I'm looking at replacing the internal filter that came with my Fluval Ebi 30L tank. Ideally I would like something that I can adjust the flow on and can take some 13mm nano glassware.

I've been looking at the Rena XP1 as it's nice and small with a flow rate of 750lph. Does anyone have any experience with the Rena filters and what size tubing the XP1 has?

Thanks,

Richard


----------



## si-man (6 Oct 2011)

Got an eheim 2213 on my 27l nano. Works a treat


----------



## spill50 (7 Oct 2011)

Yeah I've been umming and arhing over the 2213. It will be visible next to the tank in the living room, i have no cabinet doors to hide it behind and to be fair the classic eheim filters aren't exactly the nicest looking things.

I know they are cheap (to buy and maintain) as far as decent externals go, but you don't seem to get much lph for the size of the thing.


----------



## si-man (7 Oct 2011)

Could always build an enclosure to hide it if its on show.


----------



## spill50 (7 Oct 2011)

Yeah I will have to have a think cause I would like some nice glassware in the tank. Thanks si-man.


----------



## Emyr (13 Nov 2011)

Rena tubing is 16/22mm. So would not fit the 13mm Glassware. I have an XP4 which is great on my big tank. Im also looking at which external filter to use on my 30L nano. Been looking at the eheim ecco pro 130, looks really good. Here's my thread...

http://ukaps.org/forum/viewtopic.php?f=38&t=18522


----------



## Emyr (13 Nov 2011)

I think 750lph would be a bit much in a shrimp tank as well.


----------



## Matt Warner (14 Nov 2011)

Personally I would go bigger! Filters never produce what they are rated at, you are lucky if you even get half the flow at what they are rated at!


----------



## Emyr (14 Nov 2011)

That is true, they don't deliver what they say. Shrimp dont like to much flow at all though! Richard, you tank isn't to heavily planted and is quite open so there can be a good flow motion around the tank. No need for more than 500lph  for a 27L really.


----------



## spill50 (14 Nov 2011)

Thanks emyr,

I hadn't considered the Ecco pro filters due to their price but the 130 looks quite nice.
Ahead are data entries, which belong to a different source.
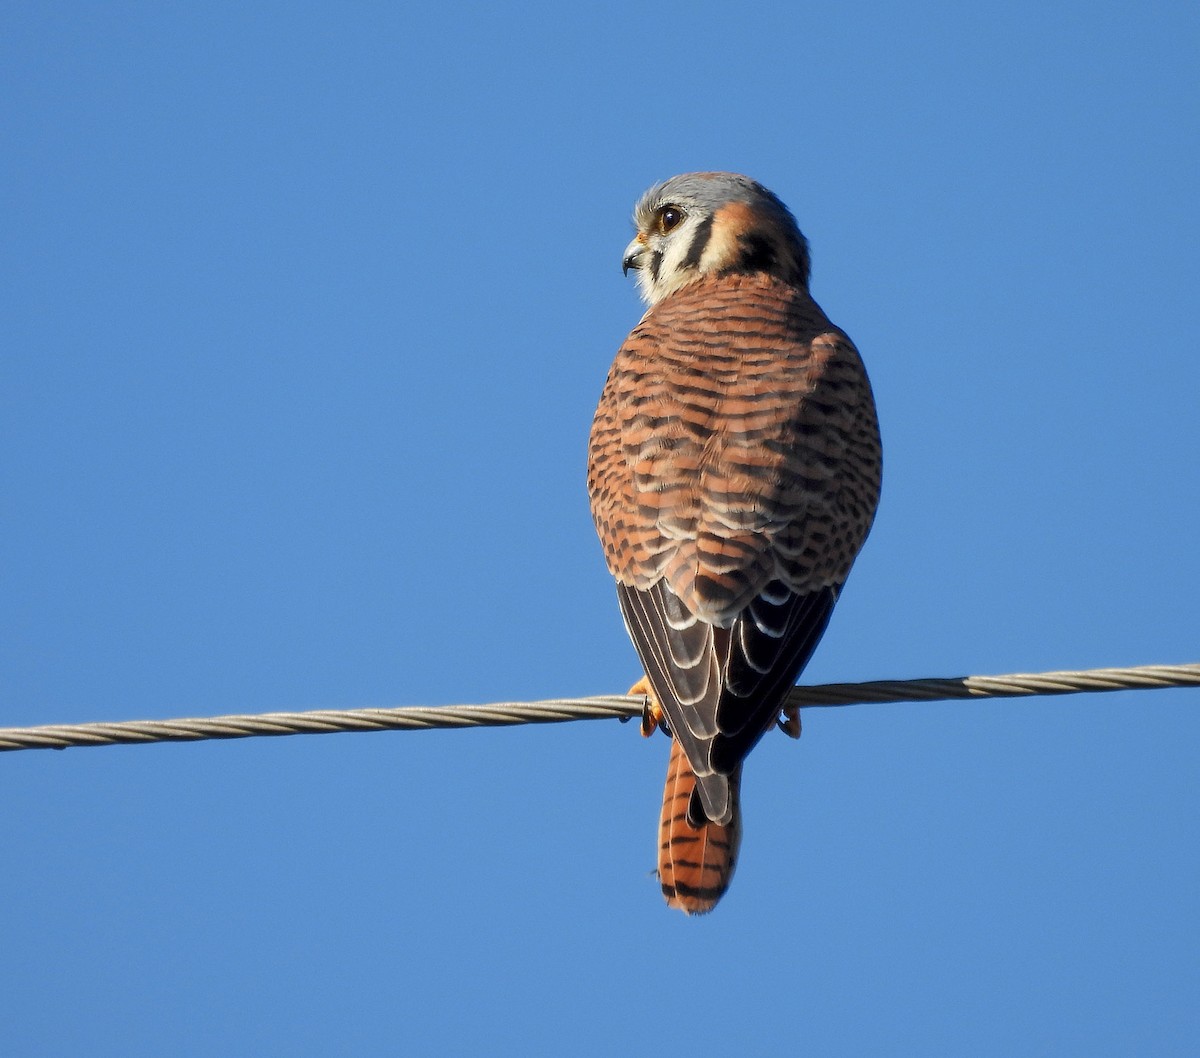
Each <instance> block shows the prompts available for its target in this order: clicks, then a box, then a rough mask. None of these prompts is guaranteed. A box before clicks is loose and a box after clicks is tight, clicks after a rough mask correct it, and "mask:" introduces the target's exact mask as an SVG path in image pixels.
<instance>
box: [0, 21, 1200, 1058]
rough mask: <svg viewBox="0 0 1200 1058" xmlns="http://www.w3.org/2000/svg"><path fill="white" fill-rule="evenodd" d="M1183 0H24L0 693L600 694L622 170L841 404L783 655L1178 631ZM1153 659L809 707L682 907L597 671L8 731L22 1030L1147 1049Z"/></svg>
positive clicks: (1053, 660)
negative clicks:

I also managed to find it for £68 

http://www.arkpetsonline.co.uk/eheim-2032-eccopro-130-filter-p-1532.html

Which seems a very good price compared to many of the sites.


----------



## Emyr (14 Nov 2011)

No worries. That looks ideal, very good price for a great filter. If you wanted to go all out you could even buy an external Hydor 200W heater and attach that to the eheim so you would have filter and heater outside the tank with the 13mm pipes. Im going for that one when I order my 30L nano gear.


----------